String Theory Diagram
By MissMJ [CC BY 3.0], via Wikimedia Commons Different levels of magnification of matter, ending with the string level. Legend: 1. Matter 2. Molecular structure (atoms) 3. Atom (protons, neutrons, electrons) 4. Electron 5. Quarks 6. Strings
I was having so much fun with the Fates that I wanted to talk about more string theory; last time was old old school mythology so why not go ultra modern this time with the cutting edge of physics theory.  Unfortunately, Sheldon Cooper has not written a guide to string theory, but chances are, even if he had none of us would understand it anyway.

It seems to me (as a social scientist), that the hard science String Theory is an attempt by theoretical physicists to explain “life, the universe and everything” (which all Douglas Adams fans will know is 42).  The way I understand it (and I would be really happy to be corrected by an actual physicist), is that String Theory is an attempt to make the laws that govern the behaviour of small things (the  Standard Model of particle physics) play well with the theory of big things (Einstein’s General Theory of Relativity).  Or vice versa.

String Theory does this by describing all the different particles (originally conceived as single points) as different expressions of loops of stuff they call strings.  If that sounds a bit technical, you can think of it as a loop carpet: when you stand up it looks like a smooth plane of points but when you get your face up close you can see that each individual point is ,in fact, a loop of fibre.  And probably some other things that you wish you hadn’t in fact seen…

If the loop moves in one way it shows itself as an electron, if it moves a different way it’s a proton, and so on.   You might compare this to the different vibrations (sounds) a violin string makes depending on the composition, thickness and length of the string, whether it is stopped or unstopped, and/or the composition, speed and pressure of the bow.  This is important because as far as some physicists are concerned without string (or some other missing link) theory, the two generally accepted theories cannot be true at the same time – only one can be true for all things [1].  It may also be important for fans of the late lamented Terry Pratchett, who need closure for The Carpet People.

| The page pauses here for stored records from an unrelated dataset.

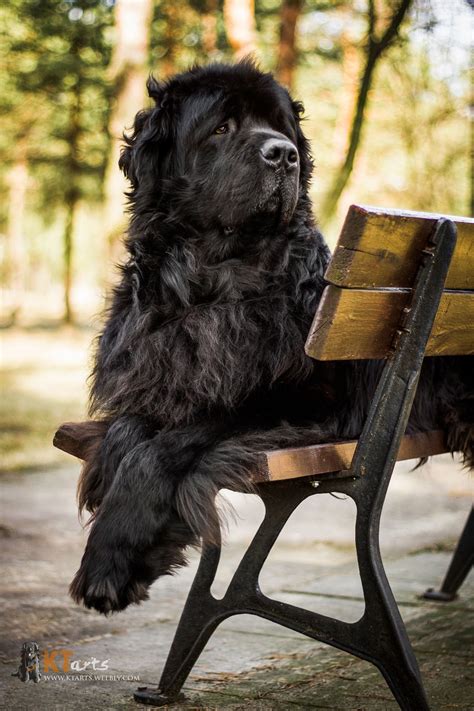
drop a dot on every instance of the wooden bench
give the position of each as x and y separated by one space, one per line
400 285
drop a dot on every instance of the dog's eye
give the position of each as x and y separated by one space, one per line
220 130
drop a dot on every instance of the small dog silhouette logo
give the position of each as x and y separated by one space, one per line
29 666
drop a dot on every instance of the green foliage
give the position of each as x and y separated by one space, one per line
56 97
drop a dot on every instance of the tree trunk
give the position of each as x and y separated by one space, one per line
239 20
127 72
287 49
375 49
16 260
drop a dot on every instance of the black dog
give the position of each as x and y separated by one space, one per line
201 364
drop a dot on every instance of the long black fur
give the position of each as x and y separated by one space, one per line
201 363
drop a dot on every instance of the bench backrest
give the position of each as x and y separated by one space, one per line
369 284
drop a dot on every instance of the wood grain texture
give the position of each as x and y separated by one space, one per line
353 324
382 248
326 458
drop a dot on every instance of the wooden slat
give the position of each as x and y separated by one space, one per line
382 248
325 458
353 324
75 438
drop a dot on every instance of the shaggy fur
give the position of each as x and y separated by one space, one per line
201 363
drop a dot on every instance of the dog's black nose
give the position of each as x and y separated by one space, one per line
279 153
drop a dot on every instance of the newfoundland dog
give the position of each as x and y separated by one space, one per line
201 362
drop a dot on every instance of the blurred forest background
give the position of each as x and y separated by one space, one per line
387 96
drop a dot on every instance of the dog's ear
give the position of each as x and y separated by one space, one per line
304 148
140 155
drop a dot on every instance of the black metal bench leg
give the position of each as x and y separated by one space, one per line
198 621
461 563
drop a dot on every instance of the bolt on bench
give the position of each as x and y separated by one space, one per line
404 282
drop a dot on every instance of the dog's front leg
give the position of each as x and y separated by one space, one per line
116 568
104 456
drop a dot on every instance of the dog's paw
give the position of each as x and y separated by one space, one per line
106 584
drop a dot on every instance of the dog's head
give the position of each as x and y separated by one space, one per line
223 146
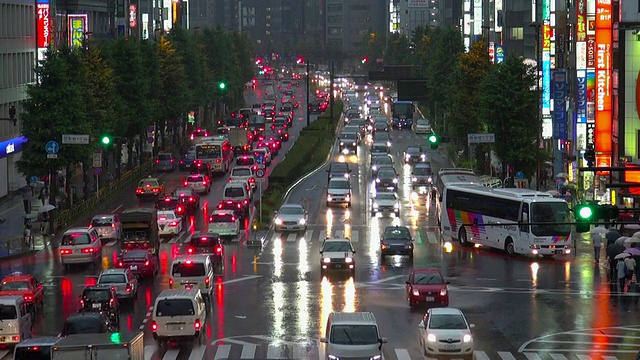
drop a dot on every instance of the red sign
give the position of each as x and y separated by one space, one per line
43 26
133 16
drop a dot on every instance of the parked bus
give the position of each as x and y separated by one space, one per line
477 204
402 114
217 152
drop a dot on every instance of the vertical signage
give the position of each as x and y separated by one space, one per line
559 104
603 76
78 26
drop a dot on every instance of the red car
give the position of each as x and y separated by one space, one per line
140 262
427 286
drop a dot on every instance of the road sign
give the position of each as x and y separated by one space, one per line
52 147
75 139
481 138
97 159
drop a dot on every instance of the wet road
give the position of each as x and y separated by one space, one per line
272 303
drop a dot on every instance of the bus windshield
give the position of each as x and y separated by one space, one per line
208 151
557 212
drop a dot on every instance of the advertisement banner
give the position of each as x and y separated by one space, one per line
78 26
559 104
43 20
581 99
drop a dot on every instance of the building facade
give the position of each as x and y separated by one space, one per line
17 60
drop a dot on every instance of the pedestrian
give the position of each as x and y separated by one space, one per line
597 245
622 276
26 200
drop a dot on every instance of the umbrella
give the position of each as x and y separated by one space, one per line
622 255
599 230
633 251
46 208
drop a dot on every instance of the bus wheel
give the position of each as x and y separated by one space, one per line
509 247
462 237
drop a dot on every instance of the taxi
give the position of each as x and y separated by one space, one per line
149 187
25 285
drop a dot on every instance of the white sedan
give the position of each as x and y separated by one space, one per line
291 217
446 331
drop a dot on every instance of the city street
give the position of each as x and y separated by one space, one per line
272 303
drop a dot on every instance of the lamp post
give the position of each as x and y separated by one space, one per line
537 28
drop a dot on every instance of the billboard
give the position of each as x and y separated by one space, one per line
78 25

The social scientist in me finds this interesting from three very different points of view:

  1. That assumption that science results in objective truth.  Those of us forced to read Thomas Kuhn’s The Structure of Scientific Revolutions, know that science is an ongoing, and slightly more civilised version of a screaming match that takes place over long periods of time.  It comes complete with posturing (opposing) theorists calling each other names and insulting each other’s intellectual capacities.  They are fully committed to their points of view, and unable to persuade each other by logic.  But at some point, the weight of support for one or the other (which may or may not be based on relevant topical evidence) causes a paradigm shift where one argument becomes the TRUTH and the other descends into oblivion.  And science moves on from there – we saw this recently with the “God” or Higgs boson particle.
  2. That there can be only one truth.  Any person, who knows any other person, knows that there is never just one truth: who did or did not give way before a car crash, who was going to get the milk, who was going to call back whom, whose turn it was to pay for lunch.  Or my personal favourite, who ate the last Tim Tam.
  3. That big and small things must follow the same rules.  While I agree that Katy does have a significant impact on my life, I wouldn’t say that this is the same as the way that the Federal Government influences my life.  Katy might “forbid” me to do things, but she can’t incarcerate me if I do them anyway (though she might apply other penalties such as social exclusion that might hurt more).  Which then raises more interesting questions about who governs the governors, but those are questions for another day.  And having said that, DB can be a small influence with an enormous fallout zone.

I was never the kind of person that needed to know how things work, so I find the argument passably interesting, but not ultimately relevant – I am just as happy to call it Magic! and leave it at that.  What do you think?   Do the mysteries of how the universe works keep you up at night?  Do you think that it is really important to have a single explanation?  Or are you more concerned about who gets the last Tim Tam?